Cruz responded, "Oh, I grew up eating Cuban food all the time."

But Halperin pressed him, "what's your favorite dish?"

"Picadillo, I grew up eating all the time. We had plantains we had beans and rice. For Christmas we would have, we would roast a whole pig a lot of years for Christmas Eve and so my grandparents, my abuelo and abuela, they didn't speak English. My abuela was an incredible cook," he said.

"Do you like Cuban music? Do you have a favorite Cuban singer?" Halperin continued.

"I have to admit, in that I'm much more of a Texan. I tend to listen to country music more than Cuban music," the Republican answered.

Halperin then wondered, "on the political front, what is your aspiration for the Republican presidential nominee in 2016. What percentage of the Hispanic vote/Latino vote would you think the party could get?"

Cruz said he hoped to get the "majority of the Hispanic vote."

Halperin closed the interview by giving Cruz a chance to "welcome" Democratic presidential candidate Sen. Bernie Sanders (I-Vermont) into the presidential race. However, Halperin asked Cruz to speak to Sanders in Spanish.

"I'd like you to do it, if you would, en Español," Halperin said.

Cruz declined the offer.

"I'm going to stick to English but I appreciate the invitation Señor," Cruz replied.

Though the interview occurred on April 30, Navarrette used his column on May 9 to call Halperin "smug and clueless."

"As a journalist, I felt embarrassed for Halperin. ," he added.

Navarette's column sparked an online backlash against Halperin. On Twitter, the interview was widely mocked on the hashtag "#HalperinQuestions" where people identified ridiculous things they said fit Halperin's interview style.
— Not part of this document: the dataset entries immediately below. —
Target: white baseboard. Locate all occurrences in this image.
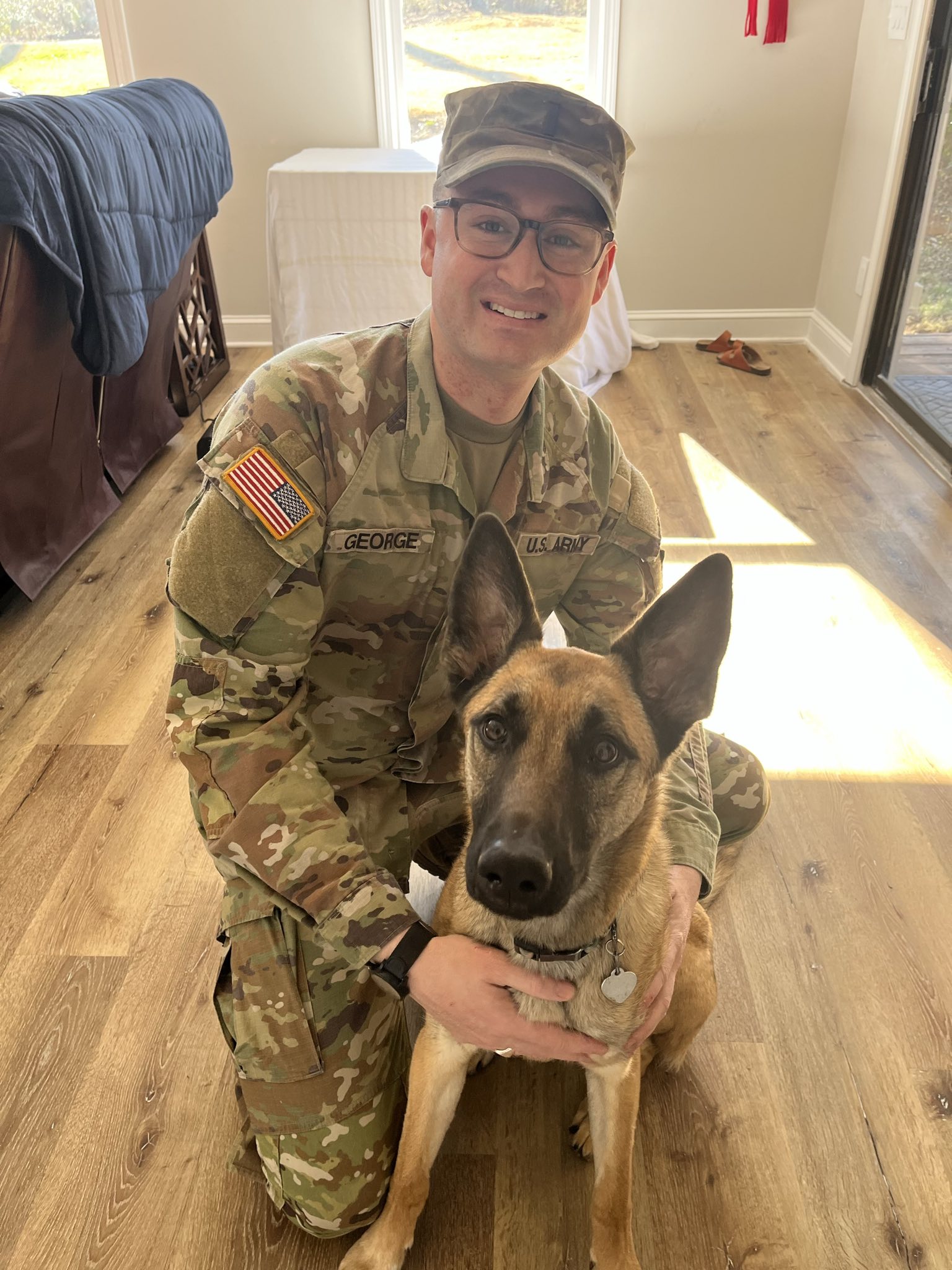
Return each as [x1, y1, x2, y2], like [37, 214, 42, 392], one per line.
[227, 314, 271, 348]
[628, 309, 814, 344]
[806, 309, 853, 380]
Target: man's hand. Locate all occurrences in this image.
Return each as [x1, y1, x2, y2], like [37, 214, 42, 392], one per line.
[625, 865, 700, 1054]
[408, 935, 608, 1063]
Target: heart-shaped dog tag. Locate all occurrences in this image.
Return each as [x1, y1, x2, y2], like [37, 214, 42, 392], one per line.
[602, 970, 638, 1005]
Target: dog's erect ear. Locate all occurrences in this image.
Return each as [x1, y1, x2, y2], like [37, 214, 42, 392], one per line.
[443, 512, 542, 704]
[612, 553, 733, 758]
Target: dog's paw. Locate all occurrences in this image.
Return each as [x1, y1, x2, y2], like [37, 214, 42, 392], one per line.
[569, 1099, 591, 1160]
[338, 1222, 406, 1270]
[466, 1049, 496, 1076]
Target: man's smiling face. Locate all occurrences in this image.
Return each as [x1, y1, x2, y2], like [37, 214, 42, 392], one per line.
[420, 166, 615, 378]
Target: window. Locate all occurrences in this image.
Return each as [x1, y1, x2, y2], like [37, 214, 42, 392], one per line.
[0, 0, 133, 97]
[368, 0, 619, 161]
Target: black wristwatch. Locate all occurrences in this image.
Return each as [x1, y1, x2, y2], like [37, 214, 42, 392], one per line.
[369, 921, 437, 997]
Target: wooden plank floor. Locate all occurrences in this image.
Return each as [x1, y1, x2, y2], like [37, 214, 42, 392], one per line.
[0, 344, 952, 1270]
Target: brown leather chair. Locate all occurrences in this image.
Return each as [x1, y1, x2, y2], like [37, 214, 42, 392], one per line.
[0, 224, 194, 600]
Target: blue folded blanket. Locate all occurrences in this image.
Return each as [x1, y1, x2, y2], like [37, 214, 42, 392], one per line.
[0, 79, 232, 375]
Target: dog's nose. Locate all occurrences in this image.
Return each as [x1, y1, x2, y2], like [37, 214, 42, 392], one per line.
[476, 838, 552, 912]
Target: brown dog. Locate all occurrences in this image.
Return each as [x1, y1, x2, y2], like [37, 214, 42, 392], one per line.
[340, 514, 731, 1270]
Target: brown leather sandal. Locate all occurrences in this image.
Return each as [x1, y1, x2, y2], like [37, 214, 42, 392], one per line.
[717, 339, 770, 375]
[694, 330, 734, 353]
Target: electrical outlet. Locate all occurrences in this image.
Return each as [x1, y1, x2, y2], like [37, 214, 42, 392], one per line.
[855, 255, 870, 296]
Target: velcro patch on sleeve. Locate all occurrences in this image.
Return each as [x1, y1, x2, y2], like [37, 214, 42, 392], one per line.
[222, 446, 314, 538]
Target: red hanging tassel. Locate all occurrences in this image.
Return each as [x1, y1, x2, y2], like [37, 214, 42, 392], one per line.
[764, 0, 790, 45]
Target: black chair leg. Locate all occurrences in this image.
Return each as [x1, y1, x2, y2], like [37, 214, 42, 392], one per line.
[195, 423, 214, 458]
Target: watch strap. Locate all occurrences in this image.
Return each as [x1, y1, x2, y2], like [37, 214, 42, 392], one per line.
[371, 921, 437, 997]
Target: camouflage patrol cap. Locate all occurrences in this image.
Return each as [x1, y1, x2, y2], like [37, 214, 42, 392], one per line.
[437, 81, 635, 229]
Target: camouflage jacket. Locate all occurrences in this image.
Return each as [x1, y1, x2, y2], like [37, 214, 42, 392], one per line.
[167, 310, 717, 965]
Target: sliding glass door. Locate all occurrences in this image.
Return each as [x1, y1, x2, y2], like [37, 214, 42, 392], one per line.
[862, 0, 952, 464]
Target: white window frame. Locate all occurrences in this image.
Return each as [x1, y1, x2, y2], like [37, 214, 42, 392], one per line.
[95, 0, 136, 87]
[368, 0, 622, 150]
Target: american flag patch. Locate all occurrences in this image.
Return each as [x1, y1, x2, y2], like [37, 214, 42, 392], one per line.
[224, 446, 314, 538]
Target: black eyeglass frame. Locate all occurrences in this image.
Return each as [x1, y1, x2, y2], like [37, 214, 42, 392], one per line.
[433, 198, 614, 278]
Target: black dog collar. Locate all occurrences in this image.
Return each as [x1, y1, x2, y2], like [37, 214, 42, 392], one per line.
[513, 921, 618, 961]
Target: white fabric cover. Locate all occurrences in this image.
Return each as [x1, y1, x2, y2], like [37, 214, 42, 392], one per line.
[267, 149, 631, 393]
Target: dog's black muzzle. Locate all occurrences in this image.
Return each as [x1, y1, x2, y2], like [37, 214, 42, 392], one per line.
[466, 817, 569, 920]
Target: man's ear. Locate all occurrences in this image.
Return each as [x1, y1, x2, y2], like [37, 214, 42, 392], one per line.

Several commentators also followed Navarette's lead and wrote pieces dismissing the interview as "racist."

In an email to Business Insider on Monday, Navarette said he wondered why the interview didn't become an issue earlier.

"What interests me is that, even when I wrote about it, up to that point, no one else had written about it," he said.

Navarette claimed Latino journalists were more likely to identify a story like this. However, he also suggested ome Latino journalists focus on criticizing conservatives and may have been reluctant to come to Cruz's defense.

"Like other Latino journalists, I have special antenna for these kinds of stories, and - unlike many of my more liberal Latino colleagues - no reluctance to criticize those on the left as readily as I do those on the right," Navarette said.

He also theorized the interview would have come to light earlier if it involved a conservative pundit questioning a liberal rather than a more mainstream reporter like Halperin.

"Had this been Bill O'Reilly interviewing Julian Castro, you can bet it would have been everywhere - both within the Hispanic grapevine and within the bubble the mostly liberal press full of NY/DC media insiders many of whom are, in this case, clubby with Halperin and not eager to bring this episode to light," Navarette wrote.

Neither Halperin nor Bloomberg responded to a request for comment on this story.

A representative for Cruz's presidential campaign declined to comment.